Podcasts – new follows

A mixed bag, below. I’m gleaning a few recommendations from The Guardian, although (frustratingly), the Graun is too-often recommending podcasts on Audible or Spotify, neither of which I want to bother with. I believe in independent media, and I don’t want to encourage (pay)walled gardens. So the one thing I can say for certain is that all of the podcasts below are available on the free and open internet, so you can grab them in the standard Podcasts app, or Overcast.

Football is Life! – Watching “Ted Lasso” (Incomparable Network). There are probably a million Ted Lasso podcasts, but this one is from a rotating crew of your podcast friends on the Incomparable. If you like Ted Lasso, you will probably enjoy listening to this, and hearing from people who might notice things you didn’t, like the Odyssey references in the Coach Beard episode.

The Grand Scheme: Snatching Sinatra (Wondery). This one’s okay, and quite interesting, although they made 10 episodes out of something that might have been three. It’s all about the true-life kidnapping of Frank Sinatra Junior by a schizophrenic man who thought angels told him to do it. The episodes are short, professionally edited, dramatically constructed, but there’s an awful lot of recap and reminding, which is the kind of thing that drives me mad. You can of course set your player to skip the first however-many minutes, or hit the skip button. It’s all first-hand testimony from the perpetrator, which makes a change.

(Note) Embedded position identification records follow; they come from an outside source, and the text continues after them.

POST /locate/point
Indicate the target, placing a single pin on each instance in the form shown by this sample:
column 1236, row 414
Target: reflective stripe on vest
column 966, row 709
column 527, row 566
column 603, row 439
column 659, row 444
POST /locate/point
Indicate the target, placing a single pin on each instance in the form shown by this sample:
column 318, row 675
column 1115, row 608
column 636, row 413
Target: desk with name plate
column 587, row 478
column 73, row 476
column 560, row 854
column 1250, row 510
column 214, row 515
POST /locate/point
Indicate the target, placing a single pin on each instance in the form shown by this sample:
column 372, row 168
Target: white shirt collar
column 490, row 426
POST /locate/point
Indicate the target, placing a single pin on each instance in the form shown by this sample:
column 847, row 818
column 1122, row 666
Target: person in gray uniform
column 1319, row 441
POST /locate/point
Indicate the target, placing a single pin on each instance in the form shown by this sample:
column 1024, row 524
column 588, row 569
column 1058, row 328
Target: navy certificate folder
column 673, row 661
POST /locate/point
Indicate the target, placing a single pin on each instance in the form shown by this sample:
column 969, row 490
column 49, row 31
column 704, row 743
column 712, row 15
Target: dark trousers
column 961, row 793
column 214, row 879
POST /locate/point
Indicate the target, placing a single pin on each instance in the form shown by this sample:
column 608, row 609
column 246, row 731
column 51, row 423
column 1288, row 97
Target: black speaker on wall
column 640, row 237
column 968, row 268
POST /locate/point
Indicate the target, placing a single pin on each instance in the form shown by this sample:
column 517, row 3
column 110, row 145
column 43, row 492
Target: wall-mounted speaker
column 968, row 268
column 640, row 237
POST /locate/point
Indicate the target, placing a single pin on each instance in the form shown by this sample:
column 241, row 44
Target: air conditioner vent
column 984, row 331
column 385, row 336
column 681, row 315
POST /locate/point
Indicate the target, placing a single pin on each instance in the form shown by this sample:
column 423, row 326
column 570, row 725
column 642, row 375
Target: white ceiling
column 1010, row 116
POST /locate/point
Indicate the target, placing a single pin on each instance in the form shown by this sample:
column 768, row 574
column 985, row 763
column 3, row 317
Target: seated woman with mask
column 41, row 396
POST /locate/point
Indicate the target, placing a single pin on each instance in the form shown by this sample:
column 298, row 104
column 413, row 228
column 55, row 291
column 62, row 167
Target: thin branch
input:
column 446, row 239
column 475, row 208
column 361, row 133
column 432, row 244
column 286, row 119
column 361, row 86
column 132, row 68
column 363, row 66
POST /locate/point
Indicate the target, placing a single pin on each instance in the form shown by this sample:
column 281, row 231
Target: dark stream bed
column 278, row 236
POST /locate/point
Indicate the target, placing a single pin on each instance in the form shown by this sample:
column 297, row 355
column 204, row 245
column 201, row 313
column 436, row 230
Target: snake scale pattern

Murder in House Two (Crowd Network). This is a professionally produced documentary (with extraordinary access) about the 2005 Haditha massacre in Iraq, and its aftermath. It’s a fairly grim subject, so not for everyone. Again, the episodes aren’t particularly long, more your standard radio 30 minutes, but it’s well produced, although with some hard-to-hear audio tapes.

The Radio Times Podcast (Immediate). Excellent straight out of the gate, and long overdue, this is a TV preview podcast presented by the ever-reliable Jane Garvey and TV critic Rhianna Dhillon. It’s very well done, and although there is very little yet that I’m making an appointment to watch (e.g. I’m boycotting the whaling thing because it has no women), it’s still worthwhile. The vibe is very much like the good old days of Simon Mayo on Five Live in the afternoon.

The Rest is History (Goalhanger Films). This is one I dipped into because of the Beatles, but I’ll keep it in the feed and see what pops up. One of the presenters is definitely one of the more right wing historians, but they have a good relationship. And for some reason I enjoy history podcasts almost as much as I enjoy Beatles podcasts.

Short History Of… (Noiser) Another History podcast, verging on being trashy, but saved by a very professional production and a great presenter in the form of Paul McGann. It’s no Hardcore History, but it is a lot shorter.

The Silt Verses (Eskew). This was a surprisingly good indie radio drama set in a reality where there are lots of local gods, some of which are banned by the authorities. Given the subject of my PhD, this is right up my street. Great quality, and good acting from its small cast. It manages its otherworldly weirdness confidently, so if you liked the BBC’s Lovecraft Investigations, you’ll enjoy this.

Suspect (Wondery). I’ll confess to paying scant attention to this, but it’s one of those true crimers about a murdered woman. This might put you off, and I wouldn’t blame you if it did. There’s a halloween party and one of the hosts end up dead. Many of the partygoers come under suspicion and the police go after one in particular.

The Town that Knew Too Much (Podot). This is a hit-or-miss series about Cheltenham, of all places. It’s all right, but it doesn’t really go anywhere – perhaps too in love with its title. There are some interesting bits though, like the episode about that golden hare that was buried in Bedfordshire. Mostly Cheltenham is an excuse to hang some stories on, some of them better than others.